The technique uses artificial intelligence to analyze shark dorsal fins, which are unique to each shark. To train the system, researchers Ben Hughes and Tilo Burghardt used a data set of 240 photographs. While that might sound like a relatively small amount of data, it turned out to work with an accuracy of 81 percent.
This is not the first time such technology has been applied to tracking marine animals. A few years ago, researchers at Eckerd College in St. Petersburg, Florida used computer vision and signal processing techniques to identify dolphins based on their fin outlines.
Unlike that project, Hughes and Burghardt’s work chose to replace fin outlines as their main metric with the unique contours of a particular segment of a shark’s dorsal fin.
“The idea behind using portions of the fin contour is to make individual recognition robust,” Hughes told Digital Trends. “That robustness allows for local changes in fin shape, for example due to damage over time, as well as waterline occlusions — which means when part of the fin can’t be seen because it’s below the waterline. From a technical perspective it’s also robust to fin contour detection errors, that can occur as a result of automatically extracting fin contours from images.”

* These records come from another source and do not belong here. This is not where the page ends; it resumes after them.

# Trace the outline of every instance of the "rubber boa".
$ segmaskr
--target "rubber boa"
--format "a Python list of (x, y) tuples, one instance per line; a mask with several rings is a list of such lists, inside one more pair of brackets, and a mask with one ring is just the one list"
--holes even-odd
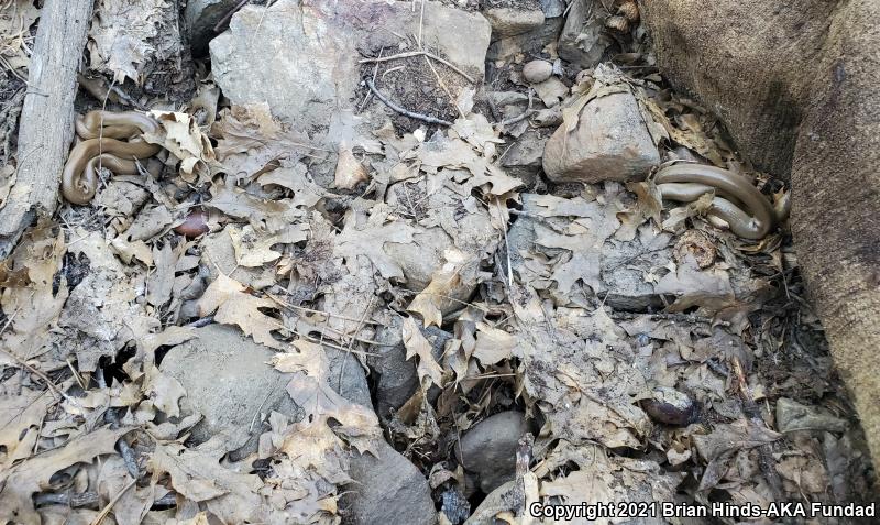
[(77, 134), (85, 139), (70, 151), (62, 173), (62, 194), (68, 201), (86, 205), (98, 189), (97, 166), (119, 174), (136, 174), (134, 161), (151, 157), (162, 149), (142, 141), (123, 142), (145, 132), (156, 133), (160, 124), (145, 113), (90, 111), (77, 118)]
[(674, 164), (657, 172), (654, 183), (663, 198), (682, 203), (714, 190), (708, 215), (724, 220), (730, 231), (745, 239), (763, 238), (788, 212), (784, 204), (779, 211), (774, 209), (746, 177), (715, 166)]

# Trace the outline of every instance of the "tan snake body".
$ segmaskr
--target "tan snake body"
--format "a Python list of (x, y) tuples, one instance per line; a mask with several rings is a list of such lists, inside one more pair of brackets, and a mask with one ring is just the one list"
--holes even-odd
[(76, 132), (85, 140), (74, 146), (64, 165), (64, 198), (78, 205), (90, 203), (98, 189), (98, 165), (118, 174), (136, 174), (134, 161), (151, 157), (162, 147), (143, 141), (123, 142), (118, 139), (158, 131), (158, 122), (136, 111), (90, 111), (78, 118)]
[(784, 206), (774, 209), (746, 177), (715, 166), (674, 164), (657, 172), (654, 183), (664, 199), (681, 203), (694, 201), (714, 190), (716, 197), (712, 199), (708, 215), (724, 220), (730, 231), (745, 239), (763, 238), (788, 214)]

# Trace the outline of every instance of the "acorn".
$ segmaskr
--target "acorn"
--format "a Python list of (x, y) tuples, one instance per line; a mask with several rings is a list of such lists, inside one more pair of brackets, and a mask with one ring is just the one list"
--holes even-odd
[(193, 208), (189, 210), (184, 222), (174, 227), (174, 232), (187, 239), (195, 239), (202, 233), (207, 233), (208, 212), (201, 208)]
[(664, 425), (685, 426), (700, 417), (700, 406), (691, 396), (667, 386), (656, 387), (651, 398), (641, 401), (641, 409)]
[(675, 261), (683, 263), (688, 256), (693, 256), (701, 269), (707, 269), (715, 263), (715, 244), (700, 230), (688, 230), (675, 242), (672, 249)]
[(531, 61), (522, 66), (522, 78), (530, 84), (538, 84), (550, 78), (553, 65), (547, 61)]
[(629, 21), (619, 14), (605, 19), (605, 26), (609, 30), (626, 33), (629, 30)]
[(617, 6), (617, 14), (625, 18), (628, 22), (639, 21), (639, 7), (636, 2), (626, 1)]

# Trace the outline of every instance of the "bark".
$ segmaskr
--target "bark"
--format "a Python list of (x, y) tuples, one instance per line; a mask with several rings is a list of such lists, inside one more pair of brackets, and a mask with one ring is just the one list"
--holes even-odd
[(35, 216), (55, 210), (74, 140), (76, 73), (91, 10), (92, 0), (50, 0), (41, 12), (21, 111), (15, 185), (0, 210), (0, 260)]
[(880, 2), (642, 0), (658, 62), (757, 167), (791, 176), (792, 232), (880, 461)]

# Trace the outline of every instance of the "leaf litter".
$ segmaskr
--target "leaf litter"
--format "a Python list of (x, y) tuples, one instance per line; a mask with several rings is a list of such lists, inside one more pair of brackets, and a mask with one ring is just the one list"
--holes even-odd
[[(108, 17), (127, 6), (99, 3)], [(162, 4), (139, 6), (140, 19)], [(16, 15), (0, 22), (35, 20)], [(118, 36), (96, 18), (92, 67), (138, 80), (155, 35)], [(19, 42), (4, 45), (13, 68), (26, 65)], [(654, 81), (551, 84), (539, 98), (570, 130), (591, 100), (628, 91), (667, 151), (739, 162), (706, 112)], [(779, 236), (744, 244), (704, 219), (708, 200), (664, 208), (651, 181), (529, 187), (501, 166), (510, 136), (479, 112), (430, 136), (388, 122), (333, 150), (265, 103), (205, 100), (191, 106), (217, 117), (208, 125), (155, 111), (162, 131), (145, 138), (188, 190), (116, 177), (97, 222), (63, 211), (80, 220), (36, 225), (0, 266), (0, 516), (55, 523), (46, 502), (63, 501), (80, 519), (109, 505), (120, 524), (340, 523), (355, 451), (377, 453), (388, 436), (435, 495), (464, 492), (453, 445), (510, 409), (535, 423), (522, 479), (546, 502), (866, 490), (840, 481), (860, 468), (858, 433), (827, 354), (805, 350), (809, 338), (822, 347), (821, 329)], [(331, 182), (321, 166), (334, 155)], [(194, 207), (210, 231), (187, 240), (173, 228)], [(260, 446), (241, 460), (221, 439), (190, 440), (201, 415), (182, 400), (195, 393), (160, 369), (211, 322), (275, 351), (265, 365), (289, 376), (302, 411), (258, 409)], [(375, 374), (383, 330), (417, 382), (391, 414), (342, 395), (328, 357)], [(696, 416), (652, 418), (658, 389)], [(777, 431), (773, 407), (790, 397), (837, 417)]]

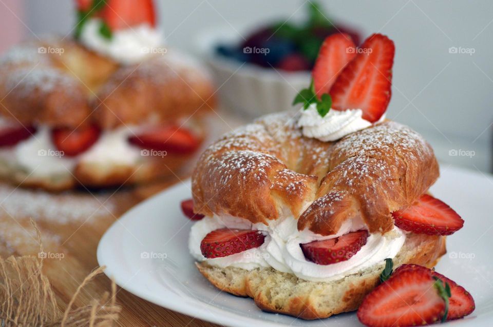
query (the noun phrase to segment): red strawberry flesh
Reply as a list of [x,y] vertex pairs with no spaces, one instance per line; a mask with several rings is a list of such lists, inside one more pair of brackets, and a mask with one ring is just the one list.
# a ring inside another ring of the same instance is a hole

In the past, researchers tracking sharks have been able to uncover some extraordinary behavior. For instance, in 2005 researchers at the White Shark Trust discovered that a great white shark named Nicole swam from South Africa to Australia and back again over a nine-month period. The ability to use AI to better monitor sharks will hopefully reveal more of this kind of fascinating behavior.
“The objective of this finprinting identification system is to create an online international database that will be accessible to white shark scientists around the world at first, and then, in a second stage, open it up to non-scientists,” Michael Scholl, CEO of the Save Our Seas Foundation, told Digital Trends. “It has become impossible to manually and visually manage databases [for the identification of sharks], which include hundreds of thousands of images, and thousands of individuals, without a automated identification system. Technology now allows for very effective identification and database management tools which will make the life of researchers more efficient and effective.”